My grandfather put it best:

"India is said to the a land of fantasy and dreams, a land of colour and variety. Whilst this is no doubt true, it seemed to me it was also a land of great realism, with millions of human beings involved in the most basic forms of survival. Many of the fantasies and dreams are link to the need to cope with the rawness of daily life."

The lines of separation in India's caste system are still perceivable, as are a good measure of its intrinsic social restrictions. The splendour of palaces and temples is at times difficult to enjoy when, just outside, you witness unfathomable poverty and despair.

Beggars, many of which suffer from crippling deformities, are an every day reality in the cities - testing the consciences of passers by. Tourists are discouraged from giving money to them, but ignoring a tiny, barely clothed child's plea for money to eat is one of the most difficult and
saddening things I have ever experienced.

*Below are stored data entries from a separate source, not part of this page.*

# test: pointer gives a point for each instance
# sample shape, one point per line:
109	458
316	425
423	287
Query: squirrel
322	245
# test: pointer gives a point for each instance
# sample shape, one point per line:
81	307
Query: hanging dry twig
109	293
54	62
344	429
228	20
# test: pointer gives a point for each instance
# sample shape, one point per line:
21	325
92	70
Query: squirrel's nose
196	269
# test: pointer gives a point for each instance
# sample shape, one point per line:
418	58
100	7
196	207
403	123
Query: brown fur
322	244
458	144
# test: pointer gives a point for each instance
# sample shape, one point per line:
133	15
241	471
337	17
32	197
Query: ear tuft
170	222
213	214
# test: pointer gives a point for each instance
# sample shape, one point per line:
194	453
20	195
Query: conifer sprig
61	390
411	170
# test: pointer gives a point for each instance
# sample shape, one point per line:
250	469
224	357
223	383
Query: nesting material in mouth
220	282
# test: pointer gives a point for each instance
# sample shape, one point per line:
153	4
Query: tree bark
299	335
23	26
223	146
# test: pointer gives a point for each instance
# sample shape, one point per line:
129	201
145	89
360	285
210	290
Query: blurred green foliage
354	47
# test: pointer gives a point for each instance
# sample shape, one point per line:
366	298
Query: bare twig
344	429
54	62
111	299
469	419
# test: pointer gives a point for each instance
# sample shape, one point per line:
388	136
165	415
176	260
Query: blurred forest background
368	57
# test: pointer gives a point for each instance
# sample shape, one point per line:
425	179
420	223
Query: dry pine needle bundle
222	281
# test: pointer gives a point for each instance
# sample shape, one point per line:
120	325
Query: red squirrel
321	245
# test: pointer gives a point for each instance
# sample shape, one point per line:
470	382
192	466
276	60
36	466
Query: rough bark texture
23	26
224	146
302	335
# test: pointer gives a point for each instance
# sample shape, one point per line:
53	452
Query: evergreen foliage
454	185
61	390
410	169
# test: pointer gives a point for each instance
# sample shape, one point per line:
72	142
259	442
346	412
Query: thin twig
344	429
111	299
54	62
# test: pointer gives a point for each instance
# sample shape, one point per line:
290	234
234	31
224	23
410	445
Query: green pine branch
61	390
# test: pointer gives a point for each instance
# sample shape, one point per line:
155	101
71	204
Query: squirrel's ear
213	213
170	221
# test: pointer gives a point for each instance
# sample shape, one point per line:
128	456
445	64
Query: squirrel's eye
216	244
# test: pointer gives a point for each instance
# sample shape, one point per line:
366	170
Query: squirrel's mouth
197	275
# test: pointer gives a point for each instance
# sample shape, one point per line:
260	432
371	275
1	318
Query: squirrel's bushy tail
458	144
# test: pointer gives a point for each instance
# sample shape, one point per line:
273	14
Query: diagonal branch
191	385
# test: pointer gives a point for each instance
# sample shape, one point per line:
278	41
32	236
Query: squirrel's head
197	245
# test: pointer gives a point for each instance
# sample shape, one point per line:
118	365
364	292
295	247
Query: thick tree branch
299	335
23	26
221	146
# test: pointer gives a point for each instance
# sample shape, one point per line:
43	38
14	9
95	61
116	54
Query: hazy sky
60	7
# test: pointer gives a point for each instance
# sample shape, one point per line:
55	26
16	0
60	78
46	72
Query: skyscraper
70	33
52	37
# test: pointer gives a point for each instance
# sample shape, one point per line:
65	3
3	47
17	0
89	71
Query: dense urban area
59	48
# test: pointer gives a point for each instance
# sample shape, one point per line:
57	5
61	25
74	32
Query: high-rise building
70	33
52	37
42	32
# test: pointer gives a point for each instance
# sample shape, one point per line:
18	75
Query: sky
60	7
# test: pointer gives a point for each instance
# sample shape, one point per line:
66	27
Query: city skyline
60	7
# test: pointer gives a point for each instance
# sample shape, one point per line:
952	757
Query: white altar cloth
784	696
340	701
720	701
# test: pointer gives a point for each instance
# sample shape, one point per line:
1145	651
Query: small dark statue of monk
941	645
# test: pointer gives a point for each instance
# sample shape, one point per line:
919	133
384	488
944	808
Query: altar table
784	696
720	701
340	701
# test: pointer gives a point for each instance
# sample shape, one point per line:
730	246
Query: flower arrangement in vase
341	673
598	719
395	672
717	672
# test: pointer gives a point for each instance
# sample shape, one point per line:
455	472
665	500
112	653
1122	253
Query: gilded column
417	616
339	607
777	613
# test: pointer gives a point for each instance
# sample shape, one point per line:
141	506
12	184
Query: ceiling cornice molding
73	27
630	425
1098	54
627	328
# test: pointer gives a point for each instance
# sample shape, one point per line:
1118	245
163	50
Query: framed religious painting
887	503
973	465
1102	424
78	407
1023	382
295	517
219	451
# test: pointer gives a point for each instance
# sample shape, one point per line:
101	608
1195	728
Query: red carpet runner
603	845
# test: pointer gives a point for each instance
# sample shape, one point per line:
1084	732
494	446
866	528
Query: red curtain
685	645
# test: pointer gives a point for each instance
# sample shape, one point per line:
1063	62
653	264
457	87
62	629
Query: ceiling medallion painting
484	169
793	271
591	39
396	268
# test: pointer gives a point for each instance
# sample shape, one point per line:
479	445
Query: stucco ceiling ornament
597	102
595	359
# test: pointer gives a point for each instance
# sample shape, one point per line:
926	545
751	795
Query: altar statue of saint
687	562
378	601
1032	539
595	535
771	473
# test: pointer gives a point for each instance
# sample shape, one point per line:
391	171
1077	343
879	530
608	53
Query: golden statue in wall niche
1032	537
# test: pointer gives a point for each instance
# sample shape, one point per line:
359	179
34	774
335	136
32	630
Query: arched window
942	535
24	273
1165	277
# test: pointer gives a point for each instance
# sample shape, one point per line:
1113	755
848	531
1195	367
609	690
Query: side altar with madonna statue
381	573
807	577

The guilt clutches at your heart strings and there appears to be solution.

The slums of India are everywhere. After a battle
with my conscience, I visited the Dharavi slum in Mumbai, said to be Asia's biggest. The sprawling acres of the slums are patched together from scraps of metal, warped plastic, old bricks and bamboo, with narrow lanes winding between them. Seeing the slums, you would be forgiven for thinking this was a temporary fix, but they are a very permanent reality for their inhabitants.

A guide took us through the outer edge of Dharavi, which softened and moulded by initial reaction to seeing the thousands of tin rooftops from above. People were hard at work, being incredibly resourceful with the humble things they had and we were greeted warmly. The slum dwellers had little in terms of possessions, but were rich in so many other ways and could certainly teach the rest of the world a thing or two about recycling!

As the slums continue to thrive, the middle and upper classes are growing in line with India's global industry and consumerism. India's rich and poor continue to operate in separate world's, kept divided by marriage traditions, land ownership, education and, I think, fear. The poor live outside, enduring the sun and basic survival, while the rich are circulating in their air-conditioned lives and eating in new, flashy restaurants and buying into Western culture. I have struggled to consolidate the two and I have met the most heart-warming and honest people from both ends of the spectrum.